Nel Liber Historiæ Francorum il cronista scrive "Faramundo rege, Chlodionem filium eius" quando scrive che succedette al padre, mentre in un passo successivo afferma che regnò per 20 anni, ma non ci sono basi per ritenere che Faramundo era una figura storica[1].

Clodione, secondo Gregorio di Tours, visse a Dispargum, che, probabilmente, era più un castello che non un villaggio, comunque una località che fino ad oggi non è stata ancora individuata (una delle ipotesi è che potrebbe essersi trovata in una zona de Brabante, dove oggi si trova Diest, oppure nelle vicinanze di Duisburg, in Turingia)[1].

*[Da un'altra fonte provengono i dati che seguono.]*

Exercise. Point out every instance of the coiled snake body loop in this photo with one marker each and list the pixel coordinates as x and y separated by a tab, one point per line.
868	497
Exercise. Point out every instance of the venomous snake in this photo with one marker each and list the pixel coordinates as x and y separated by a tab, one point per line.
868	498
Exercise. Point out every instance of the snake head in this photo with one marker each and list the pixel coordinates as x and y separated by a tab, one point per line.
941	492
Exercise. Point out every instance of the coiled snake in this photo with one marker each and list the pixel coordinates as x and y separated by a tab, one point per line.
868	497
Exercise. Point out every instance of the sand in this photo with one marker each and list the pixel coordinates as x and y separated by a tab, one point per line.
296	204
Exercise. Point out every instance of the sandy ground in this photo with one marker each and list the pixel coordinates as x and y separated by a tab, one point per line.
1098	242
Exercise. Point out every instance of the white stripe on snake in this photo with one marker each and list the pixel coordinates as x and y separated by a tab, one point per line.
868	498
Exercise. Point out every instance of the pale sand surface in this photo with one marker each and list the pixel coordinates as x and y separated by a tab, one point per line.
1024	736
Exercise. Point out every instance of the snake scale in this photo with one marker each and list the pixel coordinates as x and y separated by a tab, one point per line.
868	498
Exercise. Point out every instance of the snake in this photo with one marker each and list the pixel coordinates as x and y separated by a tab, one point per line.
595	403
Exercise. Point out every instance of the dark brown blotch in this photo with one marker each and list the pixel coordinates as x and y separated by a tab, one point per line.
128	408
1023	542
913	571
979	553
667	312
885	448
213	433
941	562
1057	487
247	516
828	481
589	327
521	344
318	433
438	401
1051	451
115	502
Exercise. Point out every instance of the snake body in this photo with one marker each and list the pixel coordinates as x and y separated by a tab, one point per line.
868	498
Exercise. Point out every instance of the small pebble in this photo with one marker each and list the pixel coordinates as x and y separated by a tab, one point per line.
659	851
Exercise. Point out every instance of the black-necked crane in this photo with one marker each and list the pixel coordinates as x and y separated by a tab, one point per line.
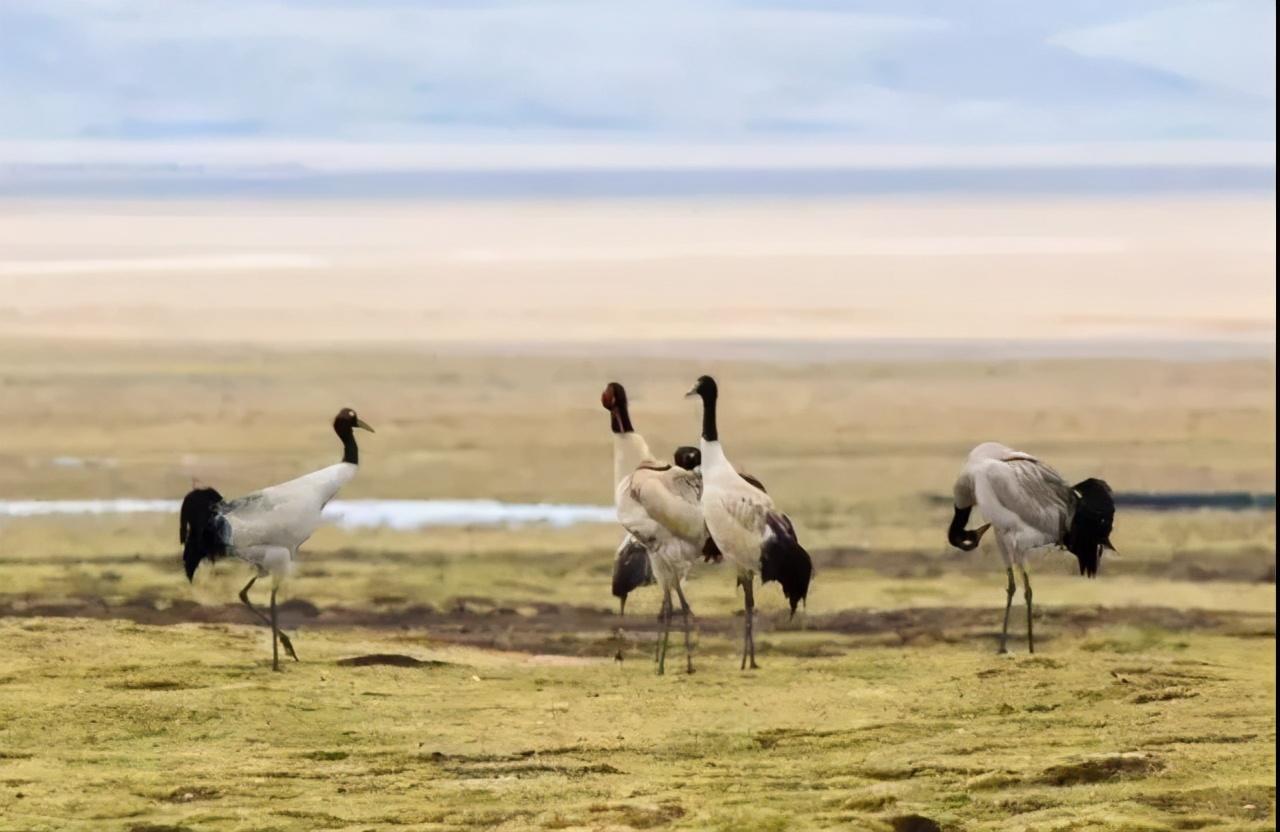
1031	507
631	567
745	525
265	529
658	504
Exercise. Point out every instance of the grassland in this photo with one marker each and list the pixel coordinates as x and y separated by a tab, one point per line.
129	700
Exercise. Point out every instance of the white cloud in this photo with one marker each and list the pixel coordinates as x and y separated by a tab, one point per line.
1230	44
571	71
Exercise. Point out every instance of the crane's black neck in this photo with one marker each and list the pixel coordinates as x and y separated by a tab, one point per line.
956	530
620	417
709	432
350	449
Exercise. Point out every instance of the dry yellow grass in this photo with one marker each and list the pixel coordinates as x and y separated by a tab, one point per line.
1151	707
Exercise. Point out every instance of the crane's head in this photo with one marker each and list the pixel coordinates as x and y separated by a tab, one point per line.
615	400
705	388
346	420
688	457
961	538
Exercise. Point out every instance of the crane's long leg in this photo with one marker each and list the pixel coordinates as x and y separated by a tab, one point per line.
284	639
664	636
689	639
1009	603
1027	594
275	636
749	641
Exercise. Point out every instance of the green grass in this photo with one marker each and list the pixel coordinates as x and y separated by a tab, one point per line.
112	725
1150	704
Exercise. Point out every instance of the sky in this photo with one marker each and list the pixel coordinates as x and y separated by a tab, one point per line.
152	74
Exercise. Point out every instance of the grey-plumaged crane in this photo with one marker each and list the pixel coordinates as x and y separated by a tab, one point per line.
265	529
1031	507
631	567
745	525
659	507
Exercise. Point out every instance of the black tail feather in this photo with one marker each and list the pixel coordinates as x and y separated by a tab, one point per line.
785	561
631	570
1091	524
201	530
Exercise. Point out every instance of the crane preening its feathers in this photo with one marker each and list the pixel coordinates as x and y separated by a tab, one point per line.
1031	507
265	529
745	525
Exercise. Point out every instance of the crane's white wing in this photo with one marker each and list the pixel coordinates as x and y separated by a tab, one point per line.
1024	490
670	497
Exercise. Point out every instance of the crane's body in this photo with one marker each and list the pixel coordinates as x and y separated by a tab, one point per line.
266	528
745	525
658	504
1029	507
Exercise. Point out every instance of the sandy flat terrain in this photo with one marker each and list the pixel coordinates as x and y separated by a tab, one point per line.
644	272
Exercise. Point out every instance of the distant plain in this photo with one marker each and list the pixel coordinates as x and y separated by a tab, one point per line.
129	700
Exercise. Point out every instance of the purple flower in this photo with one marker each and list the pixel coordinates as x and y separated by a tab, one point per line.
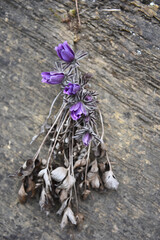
65	52
88	98
86	138
77	110
71	89
52	77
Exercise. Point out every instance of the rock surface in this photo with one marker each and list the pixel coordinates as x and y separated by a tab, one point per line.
124	59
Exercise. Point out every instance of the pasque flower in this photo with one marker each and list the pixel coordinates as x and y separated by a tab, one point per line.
77	110
52	77
86	138
65	52
71	89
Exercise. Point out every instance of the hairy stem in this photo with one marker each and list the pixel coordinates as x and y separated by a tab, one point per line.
59	113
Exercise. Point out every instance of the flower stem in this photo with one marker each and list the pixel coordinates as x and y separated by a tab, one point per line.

Clodione, che è una figura storica, è stato presumibilmente solo uno dei tanti leader del Franchi che hanno invaso la Gallia romana[1], che attorno al 431, invadendo il territorio di Artois si spinse verso sud, per arrivare alla strada romana che collegava Arras a Colonia, passando per Cambrai. prima di poter raggiungere la via di comunicazione, nei pressi della città di Helena, fu duramente sconfitto dal comandante dell'esercito romano, Ezio, comandante militare della Gallia, e dal suo generale Maggioriano, successivamente imperatore romano[4].
In poco tempo però Clodione si riprese e, dopo aver sconfitto i Romani, poté presto impossessarsi della città di Cambrai[1]. Avendo il controllo della via di comunicazione romana, avanzò occupando tutto il paese fino alla Somme[1] e fece di Tournai, città sulla Schelda, la capitale dei Franchi Sali. Era così iniziato quell'espansionismo e quel processo storico che avrebbero poi portato alla formazione dell'odierna Francia.

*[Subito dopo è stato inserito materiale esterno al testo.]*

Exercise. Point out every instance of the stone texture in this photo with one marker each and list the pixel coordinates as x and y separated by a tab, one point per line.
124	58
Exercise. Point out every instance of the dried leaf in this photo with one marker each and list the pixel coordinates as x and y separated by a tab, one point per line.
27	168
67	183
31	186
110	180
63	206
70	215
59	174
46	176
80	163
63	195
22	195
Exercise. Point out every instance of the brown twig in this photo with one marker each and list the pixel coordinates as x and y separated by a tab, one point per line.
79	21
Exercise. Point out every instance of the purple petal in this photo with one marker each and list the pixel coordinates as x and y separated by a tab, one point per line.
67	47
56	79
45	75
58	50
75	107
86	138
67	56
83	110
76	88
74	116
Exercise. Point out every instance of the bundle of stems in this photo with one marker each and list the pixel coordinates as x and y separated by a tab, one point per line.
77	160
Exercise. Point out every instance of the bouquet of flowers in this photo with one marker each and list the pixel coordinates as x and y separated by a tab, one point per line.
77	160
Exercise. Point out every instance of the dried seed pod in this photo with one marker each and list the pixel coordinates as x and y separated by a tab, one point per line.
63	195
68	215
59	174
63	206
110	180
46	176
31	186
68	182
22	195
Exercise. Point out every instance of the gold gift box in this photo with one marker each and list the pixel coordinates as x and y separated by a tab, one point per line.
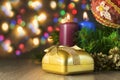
67	60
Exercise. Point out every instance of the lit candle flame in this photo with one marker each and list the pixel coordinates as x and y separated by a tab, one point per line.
85	16
67	18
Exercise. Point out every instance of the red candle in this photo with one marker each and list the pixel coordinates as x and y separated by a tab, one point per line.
67	32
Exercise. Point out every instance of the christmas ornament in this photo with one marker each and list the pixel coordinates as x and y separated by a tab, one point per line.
107	12
67	60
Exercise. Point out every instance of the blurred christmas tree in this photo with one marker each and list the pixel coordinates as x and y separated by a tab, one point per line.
27	24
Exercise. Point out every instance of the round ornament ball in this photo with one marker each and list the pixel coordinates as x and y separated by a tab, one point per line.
107	12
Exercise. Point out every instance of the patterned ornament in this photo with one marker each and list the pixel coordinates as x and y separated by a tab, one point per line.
107	12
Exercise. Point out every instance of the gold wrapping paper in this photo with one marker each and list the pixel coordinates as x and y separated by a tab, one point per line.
67	60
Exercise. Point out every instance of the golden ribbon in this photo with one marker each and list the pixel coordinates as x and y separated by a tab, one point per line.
70	50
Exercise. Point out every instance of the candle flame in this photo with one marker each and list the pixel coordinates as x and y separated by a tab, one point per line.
67	18
85	16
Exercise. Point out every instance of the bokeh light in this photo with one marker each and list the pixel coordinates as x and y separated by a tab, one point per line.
36	41
53	5
36	4
5	27
42	17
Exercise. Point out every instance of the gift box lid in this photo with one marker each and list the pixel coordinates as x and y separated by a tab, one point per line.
66	56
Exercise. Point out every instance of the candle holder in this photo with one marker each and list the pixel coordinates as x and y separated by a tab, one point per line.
67	32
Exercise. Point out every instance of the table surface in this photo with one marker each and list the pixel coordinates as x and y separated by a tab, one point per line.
27	70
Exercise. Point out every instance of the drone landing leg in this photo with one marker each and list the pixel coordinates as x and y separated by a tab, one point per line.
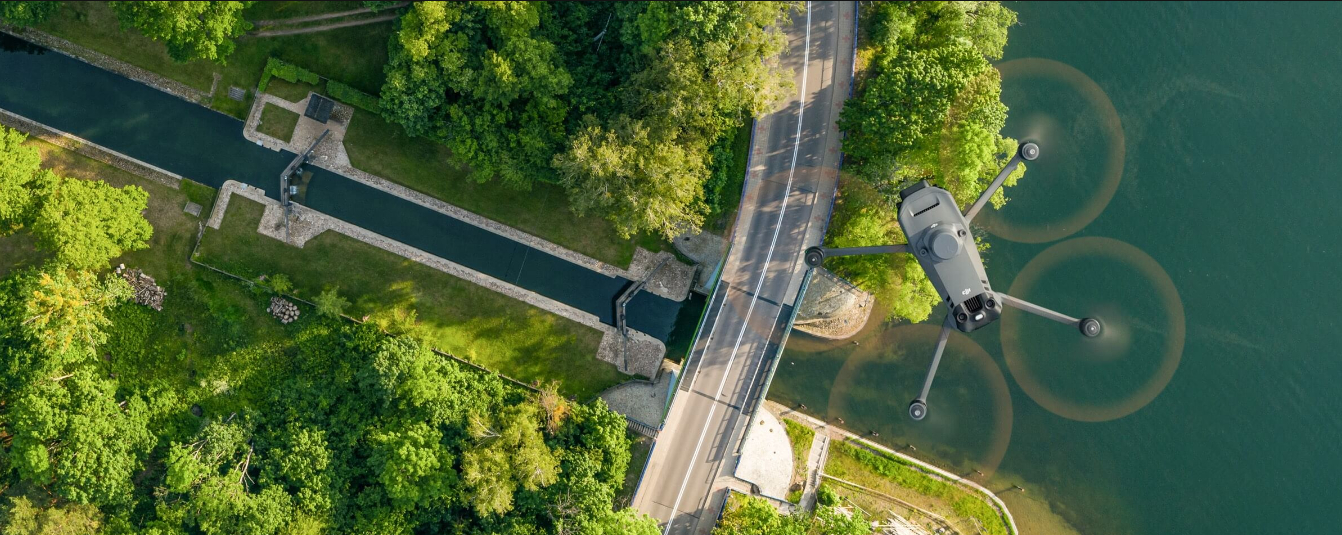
1089	326
918	408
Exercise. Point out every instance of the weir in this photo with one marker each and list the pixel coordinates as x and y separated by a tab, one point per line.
208	146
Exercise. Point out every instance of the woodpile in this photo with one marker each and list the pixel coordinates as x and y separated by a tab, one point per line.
148	292
282	310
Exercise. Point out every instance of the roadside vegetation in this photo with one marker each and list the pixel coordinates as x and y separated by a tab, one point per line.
749	515
210	416
926	106
890	476
800	436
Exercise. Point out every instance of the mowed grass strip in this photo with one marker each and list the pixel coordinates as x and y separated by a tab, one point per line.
800	436
895	478
354	54
277	122
454	315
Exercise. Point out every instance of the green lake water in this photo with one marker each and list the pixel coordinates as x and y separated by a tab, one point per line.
1212	402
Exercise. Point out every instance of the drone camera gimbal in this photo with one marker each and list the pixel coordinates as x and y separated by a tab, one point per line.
942	243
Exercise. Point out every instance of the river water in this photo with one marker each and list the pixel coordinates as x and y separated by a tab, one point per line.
1188	196
208	148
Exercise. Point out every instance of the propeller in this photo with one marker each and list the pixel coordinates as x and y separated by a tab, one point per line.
1070	114
1133	357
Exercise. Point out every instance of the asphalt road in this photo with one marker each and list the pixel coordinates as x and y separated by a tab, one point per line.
785	207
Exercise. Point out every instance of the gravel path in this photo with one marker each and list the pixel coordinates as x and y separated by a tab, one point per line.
324	27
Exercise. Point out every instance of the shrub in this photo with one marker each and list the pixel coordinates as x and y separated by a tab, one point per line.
353	97
827	496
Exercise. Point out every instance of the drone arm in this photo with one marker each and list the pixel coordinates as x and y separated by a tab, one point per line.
1025	152
872	250
936	358
1038	310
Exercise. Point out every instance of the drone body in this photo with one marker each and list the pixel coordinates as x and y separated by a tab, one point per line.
941	239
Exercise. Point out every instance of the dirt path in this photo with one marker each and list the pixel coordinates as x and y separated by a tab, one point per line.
324	27
324	16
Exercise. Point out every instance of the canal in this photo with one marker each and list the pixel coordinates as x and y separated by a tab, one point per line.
208	148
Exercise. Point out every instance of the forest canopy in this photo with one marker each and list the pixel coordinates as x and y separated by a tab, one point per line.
622	103
926	107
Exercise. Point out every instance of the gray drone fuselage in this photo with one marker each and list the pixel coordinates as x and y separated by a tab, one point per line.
941	240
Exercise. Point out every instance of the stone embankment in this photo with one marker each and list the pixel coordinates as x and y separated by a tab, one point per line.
834	307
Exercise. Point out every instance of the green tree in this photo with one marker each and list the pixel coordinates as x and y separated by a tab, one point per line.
638	179
24	14
23	518
191	30
414	467
709	66
73	435
624	522
330	303
19	169
83	223
929	109
65	310
302	467
479	78
87	223
509	453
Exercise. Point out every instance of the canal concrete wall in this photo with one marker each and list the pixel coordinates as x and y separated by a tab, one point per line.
114	65
642	357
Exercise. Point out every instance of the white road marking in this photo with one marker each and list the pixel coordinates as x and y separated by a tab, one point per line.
787	195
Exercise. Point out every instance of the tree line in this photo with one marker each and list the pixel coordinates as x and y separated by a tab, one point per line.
352	432
927	107
631	106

Clodione morì tra il 448 e il 449 e il potere passò a Meroveo, da cui prenderà il nome la dinastia Merovingia. Non si sa di preciso se costui fosse figlio di Clodione o un capotribù salito al potere.

Discendenza[modifica | modifica sorgente]

(Storicamente non accertata)

Clodione, da una moglie, di cui non si conosce il nome, ebbe un figlio:

  • Meroveo (ca. 415- ca. 458), che, durante tutto il Medioevo, fu ritenuto il terzo re dei Franchi

Note[modifica | modifica sorgente]

  1. ^ a b c d e f g h Re dei Merovingi
  2. ^ I Merovingi - genealogy
  3. ^ Fredegario gli attribuisce un altro padre: Teodimiro
  4. ^ Jan Willem Drijvers, Helena Augusta, BRILL, ISBN 90-04-09435-0, p. 12.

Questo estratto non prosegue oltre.